The result is cacophonous bedlam, as bands separated by a few tables attempt to drown out and outplay their rivals.

Guca is not a festival for the faint-hearted, with the tireless bands playing into the dawn, before the "Awakening Call of the Trumpeters" at 7 a.m. marks the beginning of another day of brass-fueled mayhem.

Every surplus vuvuzela also seems to have made its way from South Africa to Serbia since the World Cup, adding a tuneless drone to the general dissonance.

Still, it's a mix that attracts a growing numbers of tourists, both from Serbia and abroad. "It's a celebration of our traditions, but it's also the best party in Serbia," said Dejan Aleksic from Obrenovac, a town south-west of Belgrade.

Stefan Vutov and Miroslava Rakiovska, first-time Guca visitors from Bulgaria, said they had been impressed by the friendly atmosphere, despite the raucous pandemonium.

"Our friends told us it was great here so we decided to try it and see what it was like," said Vutov. "And we are not disappointed at all. We hope to come again."

Serbians' passion for brass music dates from the nineteenth century, when the first military bands were formed.
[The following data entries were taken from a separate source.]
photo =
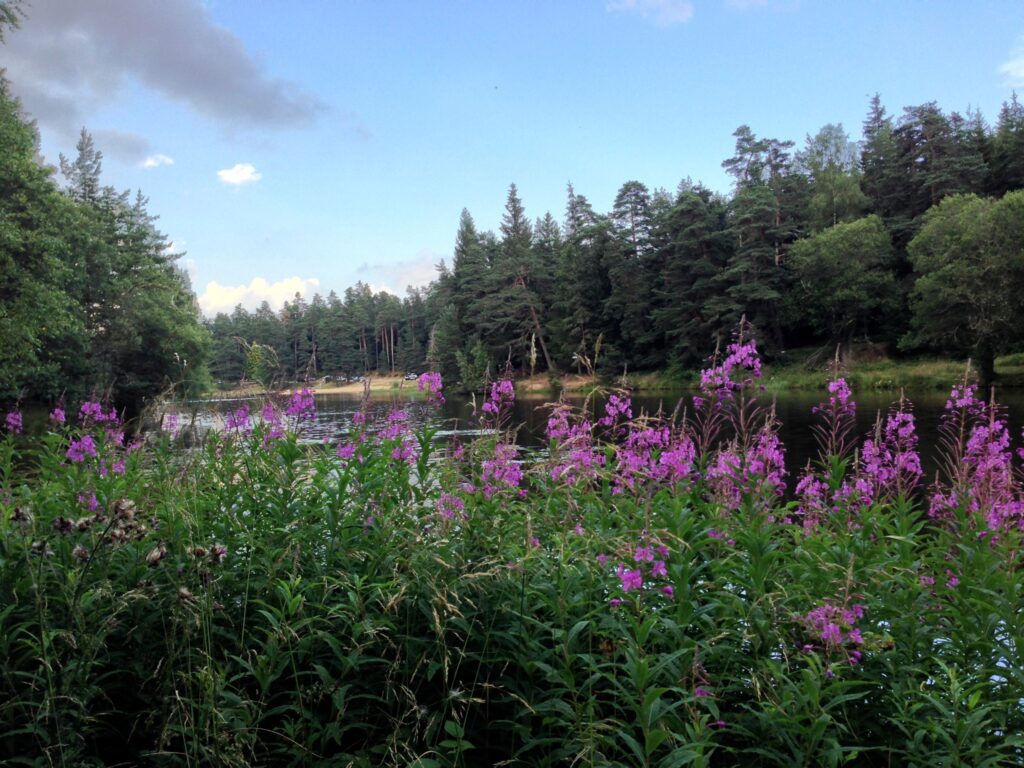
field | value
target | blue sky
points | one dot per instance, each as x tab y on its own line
306	145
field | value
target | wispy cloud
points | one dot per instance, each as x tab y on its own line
218	298
398	275
240	173
71	57
663	12
155	161
1013	68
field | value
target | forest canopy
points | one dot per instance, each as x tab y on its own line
828	243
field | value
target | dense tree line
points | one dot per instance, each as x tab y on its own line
91	299
898	239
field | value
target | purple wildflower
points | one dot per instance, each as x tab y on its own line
451	506
13	422
302	406
82	448
431	384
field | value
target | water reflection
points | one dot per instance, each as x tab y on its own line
335	412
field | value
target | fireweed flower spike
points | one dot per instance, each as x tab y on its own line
13	422
431	384
302	406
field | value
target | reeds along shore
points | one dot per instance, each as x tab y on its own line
641	594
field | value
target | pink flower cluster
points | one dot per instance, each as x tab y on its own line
430	383
979	477
239	420
835	628
501	398
502	474
647	573
573	454
719	380
758	474
302	406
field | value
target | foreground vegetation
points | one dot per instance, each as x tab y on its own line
643	595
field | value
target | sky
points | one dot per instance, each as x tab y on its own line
302	146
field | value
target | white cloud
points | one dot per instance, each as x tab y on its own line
240	173
664	12
218	298
396	276
1013	68
155	161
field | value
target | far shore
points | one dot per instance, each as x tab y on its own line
885	374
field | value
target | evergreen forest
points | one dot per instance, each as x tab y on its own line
909	239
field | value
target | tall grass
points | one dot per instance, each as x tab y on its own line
642	595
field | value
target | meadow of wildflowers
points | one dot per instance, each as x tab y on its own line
651	590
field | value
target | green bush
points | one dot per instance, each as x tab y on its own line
261	601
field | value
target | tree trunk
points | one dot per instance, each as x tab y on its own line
986	366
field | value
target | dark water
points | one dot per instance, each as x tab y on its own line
794	411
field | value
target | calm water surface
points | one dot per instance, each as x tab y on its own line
334	420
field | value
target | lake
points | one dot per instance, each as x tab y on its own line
334	419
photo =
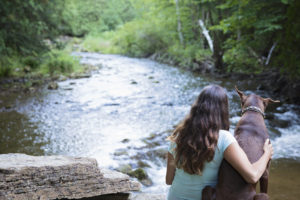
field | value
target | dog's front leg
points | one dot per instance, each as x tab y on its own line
209	193
263	181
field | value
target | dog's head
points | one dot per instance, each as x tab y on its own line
254	100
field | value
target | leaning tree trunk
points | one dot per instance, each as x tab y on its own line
179	23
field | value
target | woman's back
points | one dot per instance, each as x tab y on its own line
188	186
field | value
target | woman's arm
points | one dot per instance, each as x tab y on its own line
170	169
236	156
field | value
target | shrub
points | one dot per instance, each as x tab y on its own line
60	62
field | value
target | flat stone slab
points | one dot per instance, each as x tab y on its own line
58	177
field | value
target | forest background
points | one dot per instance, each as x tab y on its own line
231	36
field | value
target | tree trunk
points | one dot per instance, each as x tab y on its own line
179	23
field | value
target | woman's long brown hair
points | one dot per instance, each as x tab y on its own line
197	136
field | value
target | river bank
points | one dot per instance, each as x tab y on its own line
275	83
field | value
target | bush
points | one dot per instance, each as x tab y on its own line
5	70
32	62
140	39
240	59
60	62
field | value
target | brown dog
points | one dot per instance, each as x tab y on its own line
251	133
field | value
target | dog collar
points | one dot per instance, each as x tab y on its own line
255	109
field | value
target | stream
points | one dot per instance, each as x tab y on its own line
123	113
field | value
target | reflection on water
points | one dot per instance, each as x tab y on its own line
124	112
19	135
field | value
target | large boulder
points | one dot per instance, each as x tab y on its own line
58	177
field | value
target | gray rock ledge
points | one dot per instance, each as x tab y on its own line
58	177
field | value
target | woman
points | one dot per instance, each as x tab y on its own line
199	144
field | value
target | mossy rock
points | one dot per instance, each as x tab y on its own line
139	173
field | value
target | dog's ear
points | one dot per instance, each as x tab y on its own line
269	100
241	94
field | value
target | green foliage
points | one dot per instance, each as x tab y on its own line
32	61
140	39
24	25
82	17
289	56
58	62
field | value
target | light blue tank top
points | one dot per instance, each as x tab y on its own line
189	187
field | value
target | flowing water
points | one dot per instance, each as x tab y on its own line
123	113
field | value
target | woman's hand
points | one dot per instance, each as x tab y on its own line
268	149
251	172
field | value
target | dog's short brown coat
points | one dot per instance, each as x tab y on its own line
250	133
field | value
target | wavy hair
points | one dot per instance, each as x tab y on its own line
197	135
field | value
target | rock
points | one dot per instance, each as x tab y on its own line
126	140
53	86
62	78
142	164
121	152
133	82
147	182
139	174
126	169
58	177
27	69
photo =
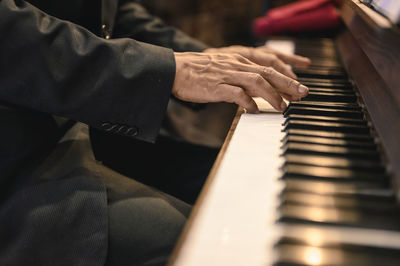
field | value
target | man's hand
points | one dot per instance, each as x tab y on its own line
266	56
209	77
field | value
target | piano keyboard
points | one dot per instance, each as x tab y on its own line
312	191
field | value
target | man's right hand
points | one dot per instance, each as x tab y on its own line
209	77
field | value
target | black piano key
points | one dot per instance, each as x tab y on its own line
376	219
295	253
326	105
339	187
323	112
317	149
335	162
332	135
330	142
327	126
325	119
329	83
292	170
330	97
329	90
319	73
354	201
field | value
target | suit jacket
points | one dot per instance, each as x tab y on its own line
53	61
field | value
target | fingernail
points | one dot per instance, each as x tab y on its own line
302	89
283	106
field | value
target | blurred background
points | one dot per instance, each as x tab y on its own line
215	22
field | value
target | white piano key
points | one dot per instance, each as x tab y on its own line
232	225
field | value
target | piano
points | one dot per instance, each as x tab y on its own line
319	184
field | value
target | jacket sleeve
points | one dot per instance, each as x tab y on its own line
56	67
133	21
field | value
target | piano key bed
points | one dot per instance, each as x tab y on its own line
305	188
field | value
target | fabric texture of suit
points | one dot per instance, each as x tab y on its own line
53	208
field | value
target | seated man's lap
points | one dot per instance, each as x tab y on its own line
144	224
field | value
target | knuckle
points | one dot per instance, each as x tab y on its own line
257	79
293	84
268	71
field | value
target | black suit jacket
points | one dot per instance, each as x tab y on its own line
55	59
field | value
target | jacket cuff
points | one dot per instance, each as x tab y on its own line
147	74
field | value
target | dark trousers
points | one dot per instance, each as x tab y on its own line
144	224
174	167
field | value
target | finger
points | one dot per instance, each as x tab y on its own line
290	98
284	84
255	85
283	68
237	95
272	60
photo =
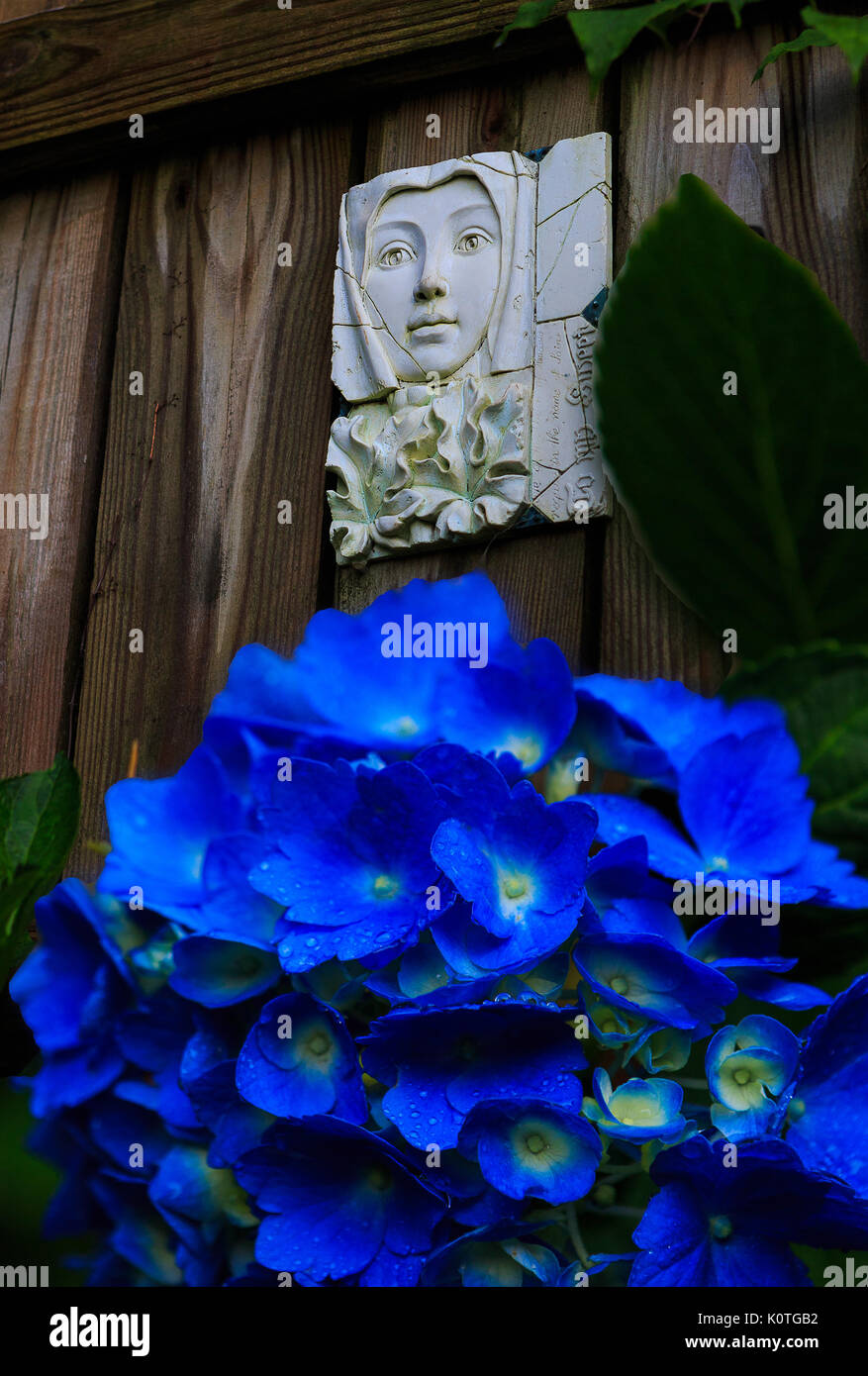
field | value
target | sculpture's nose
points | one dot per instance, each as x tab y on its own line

With Serbia still under the rule of the Ottoman Empire, trumpet music became a form of national expression and celebration, mixing traditional Serbian music with eastern-influenced Turkish and Gypsy rhythms. Many of the best bands and performers, including Guca legend Boban Markovic, come from Serbia's Roma community.
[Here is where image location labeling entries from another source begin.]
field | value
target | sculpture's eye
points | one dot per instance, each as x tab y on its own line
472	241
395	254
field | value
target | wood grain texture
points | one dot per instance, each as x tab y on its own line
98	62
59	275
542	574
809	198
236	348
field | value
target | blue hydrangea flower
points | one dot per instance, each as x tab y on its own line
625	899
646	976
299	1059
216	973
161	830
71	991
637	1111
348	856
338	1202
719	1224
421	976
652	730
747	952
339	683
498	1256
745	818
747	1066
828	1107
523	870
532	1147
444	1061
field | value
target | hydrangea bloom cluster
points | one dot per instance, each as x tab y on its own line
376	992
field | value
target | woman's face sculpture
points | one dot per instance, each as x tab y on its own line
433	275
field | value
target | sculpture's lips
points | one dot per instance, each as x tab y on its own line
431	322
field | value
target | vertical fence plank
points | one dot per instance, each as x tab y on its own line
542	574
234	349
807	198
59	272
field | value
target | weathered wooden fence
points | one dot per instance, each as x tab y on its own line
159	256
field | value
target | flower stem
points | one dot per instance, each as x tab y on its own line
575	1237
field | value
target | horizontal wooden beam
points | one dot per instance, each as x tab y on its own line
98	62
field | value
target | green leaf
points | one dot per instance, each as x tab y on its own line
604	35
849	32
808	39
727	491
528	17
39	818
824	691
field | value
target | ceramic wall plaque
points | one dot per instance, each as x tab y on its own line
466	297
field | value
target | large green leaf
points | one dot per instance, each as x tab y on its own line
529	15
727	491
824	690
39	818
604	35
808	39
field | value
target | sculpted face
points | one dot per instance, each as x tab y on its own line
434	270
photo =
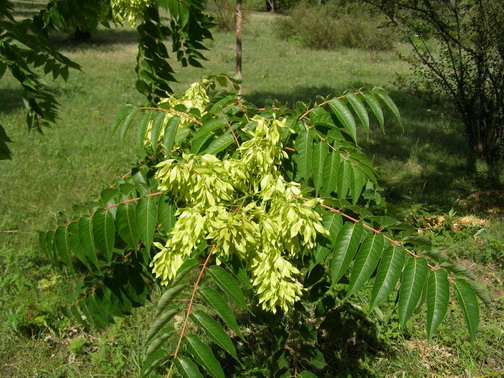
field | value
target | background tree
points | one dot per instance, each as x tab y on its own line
25	46
468	67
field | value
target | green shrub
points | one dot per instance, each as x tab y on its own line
330	26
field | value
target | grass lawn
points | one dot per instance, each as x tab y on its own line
422	171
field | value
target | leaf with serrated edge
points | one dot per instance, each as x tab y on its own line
87	240
360	109
358	181
144	121
121	115
147	213
345	117
104	232
389	103
412	284
304	150
126	224
214	331
213	298
128	121
204	356
332	222
62	247
161	322
387	275
187	368
346	245
319	155
344	178
76	245
374	104
152	361
330	175
170	132
168	296
365	262
438	291
469	304
227	283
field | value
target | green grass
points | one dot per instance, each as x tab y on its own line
77	158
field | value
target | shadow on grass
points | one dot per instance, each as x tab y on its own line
425	163
346	338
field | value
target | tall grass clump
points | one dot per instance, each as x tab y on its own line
331	26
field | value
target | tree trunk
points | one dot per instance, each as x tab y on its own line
239	18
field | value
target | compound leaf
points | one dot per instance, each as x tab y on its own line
345	247
204	356
387	275
365	262
412	284
437	300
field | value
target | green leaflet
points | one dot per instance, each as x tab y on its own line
345	117
123	112
360	109
157	343
157	125
76	246
374	104
304	151
438	291
358	181
170	132
389	103
144	121
365	262
214	331
87	240
469	304
345	247
344	178
152	361
215	300
62	246
168	296
127	224
147	213
128	120
330	174
161	322
412	285
204	356
313	356
319	156
104	232
187	368
387	275
227	284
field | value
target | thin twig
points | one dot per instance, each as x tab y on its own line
189	306
173	112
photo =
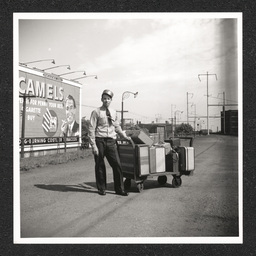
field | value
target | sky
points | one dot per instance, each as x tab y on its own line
157	55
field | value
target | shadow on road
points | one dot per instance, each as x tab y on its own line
90	187
85	187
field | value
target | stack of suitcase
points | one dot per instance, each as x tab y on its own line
148	159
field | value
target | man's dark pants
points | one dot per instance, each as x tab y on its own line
108	147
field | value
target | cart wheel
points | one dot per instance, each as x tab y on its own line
176	182
140	186
162	179
127	184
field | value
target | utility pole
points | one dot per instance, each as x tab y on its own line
207	75
187	104
24	96
223	109
172	118
224	125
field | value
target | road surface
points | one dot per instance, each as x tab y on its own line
62	200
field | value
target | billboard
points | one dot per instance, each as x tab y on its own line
52	109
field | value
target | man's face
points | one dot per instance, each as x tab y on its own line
106	100
70	111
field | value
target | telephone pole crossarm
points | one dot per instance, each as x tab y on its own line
207	75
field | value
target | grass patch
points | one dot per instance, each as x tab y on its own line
41	161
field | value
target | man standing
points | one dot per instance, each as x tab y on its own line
69	126
103	128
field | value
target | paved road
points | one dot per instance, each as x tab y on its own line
62	200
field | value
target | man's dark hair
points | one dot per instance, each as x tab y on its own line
70	97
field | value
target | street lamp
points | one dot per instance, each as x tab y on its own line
68	67
52	60
95	76
125	95
73	72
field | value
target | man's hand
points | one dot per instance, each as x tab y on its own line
95	150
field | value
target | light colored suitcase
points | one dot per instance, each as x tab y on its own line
186	158
143	160
152	159
160	159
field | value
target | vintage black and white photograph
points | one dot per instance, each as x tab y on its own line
128	128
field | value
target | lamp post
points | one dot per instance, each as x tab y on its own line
84	73
52	60
68	67
125	95
95	76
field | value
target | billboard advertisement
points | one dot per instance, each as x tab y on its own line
52	108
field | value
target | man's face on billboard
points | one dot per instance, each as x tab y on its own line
70	111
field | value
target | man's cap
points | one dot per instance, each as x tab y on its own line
109	93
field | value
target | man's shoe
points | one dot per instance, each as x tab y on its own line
102	192
122	193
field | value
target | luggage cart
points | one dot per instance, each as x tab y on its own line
138	162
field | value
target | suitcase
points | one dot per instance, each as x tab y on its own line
143	159
160	159
175	142
172	162
186	158
152	159
156	159
134	160
140	137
Guca organizer Adam Tadic told CNN that the sound of the trumpet had once been a call to arms for Serbs to come to the defense of their nation. "The trumpet isn't a traditional Serbian instrument but, through the history and the struggle for survival of this nation, it came into our hearts. Now it's a part of Serbian identity forever," he said.
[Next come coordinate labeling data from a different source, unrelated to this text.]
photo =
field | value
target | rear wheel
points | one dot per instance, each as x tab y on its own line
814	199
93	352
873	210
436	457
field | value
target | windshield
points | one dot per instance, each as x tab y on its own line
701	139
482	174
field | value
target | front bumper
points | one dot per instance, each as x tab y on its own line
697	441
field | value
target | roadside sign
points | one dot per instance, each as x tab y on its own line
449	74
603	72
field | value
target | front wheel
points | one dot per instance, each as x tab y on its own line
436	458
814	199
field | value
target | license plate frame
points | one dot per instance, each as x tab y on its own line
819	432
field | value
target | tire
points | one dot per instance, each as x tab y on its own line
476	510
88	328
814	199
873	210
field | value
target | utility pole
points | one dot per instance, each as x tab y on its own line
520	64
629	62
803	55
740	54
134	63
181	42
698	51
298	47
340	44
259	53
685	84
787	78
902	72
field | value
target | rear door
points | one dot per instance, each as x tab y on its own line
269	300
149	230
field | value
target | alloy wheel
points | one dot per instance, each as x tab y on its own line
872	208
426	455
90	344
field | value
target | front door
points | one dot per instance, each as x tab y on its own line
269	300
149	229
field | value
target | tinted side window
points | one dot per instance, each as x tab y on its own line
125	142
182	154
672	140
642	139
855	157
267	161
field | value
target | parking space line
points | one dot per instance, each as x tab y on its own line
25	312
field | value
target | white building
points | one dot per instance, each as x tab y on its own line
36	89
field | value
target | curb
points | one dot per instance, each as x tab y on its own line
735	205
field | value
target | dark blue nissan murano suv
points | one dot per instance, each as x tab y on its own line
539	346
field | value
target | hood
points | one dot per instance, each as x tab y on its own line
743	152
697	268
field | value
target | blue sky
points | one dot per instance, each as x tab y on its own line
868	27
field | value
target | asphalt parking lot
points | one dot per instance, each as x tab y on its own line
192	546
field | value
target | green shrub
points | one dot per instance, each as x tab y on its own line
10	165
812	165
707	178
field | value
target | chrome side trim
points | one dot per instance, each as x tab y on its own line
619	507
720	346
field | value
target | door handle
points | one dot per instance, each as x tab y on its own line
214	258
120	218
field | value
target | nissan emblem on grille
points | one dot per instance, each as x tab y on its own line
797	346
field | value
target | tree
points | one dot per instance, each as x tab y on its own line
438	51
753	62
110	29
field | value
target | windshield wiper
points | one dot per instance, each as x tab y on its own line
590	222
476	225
In a country still bearing the scars of the bloody breakup of Yugoslavia in the 1990s, and which this year marks 10 years since the fall of late dictator Slobodan Milosevic, the issue of Serbian nationalism remains a sensitive one at Guca, with some stalls selling t-shirts featuring images of former Bosnian-Serb president Radovan Karadzic, currently on trial for alleged war crimes at The Hague, and his fugitive wartime commander, Ratko Mladic.

Still, the t-shirts are hardly flying off the racks and t-shirts celebrating Josep Broz Tito, the former leader of socialist Yugoslavia, are at least equally represented, often for sale on the same stalls.

Tadic insists the festival has no political agenda and says the organizers do not exercise any control over the festival beyond its core cultural and artistic program.

"For the participants on the stage, it's mandatory to perform Serbian traditional music dressed in Serbian national costume. In the street, under tents, you can wear whatever you like, play whatever you like, and do whatever you like. We have complete freedom and democracy," he said.

With the election of a pro-western government in 2008 and the capture and extradition of Karadzic soon afterwards, Serbia's years of isolation are also now history for a generation of young Serbs. Tadic said Guca was a way of presenting a more positive image, with the festival becoming a celebratory expression of Serbian identity.

Still, Serbs may not yet be quite ready to surrender their supremacy in the field of trumpet virtuosity. This year, for the first time, Guca staged an international competition in which bands from all over the world were invited to participate alongside those from the host nation -- but it was still a local ensemble who walked away with first prize.

Tadic insisted the result had been agreed by an entirely impartial international jury: "The competitors were really good -- but the best trumpeters are still from Serbia."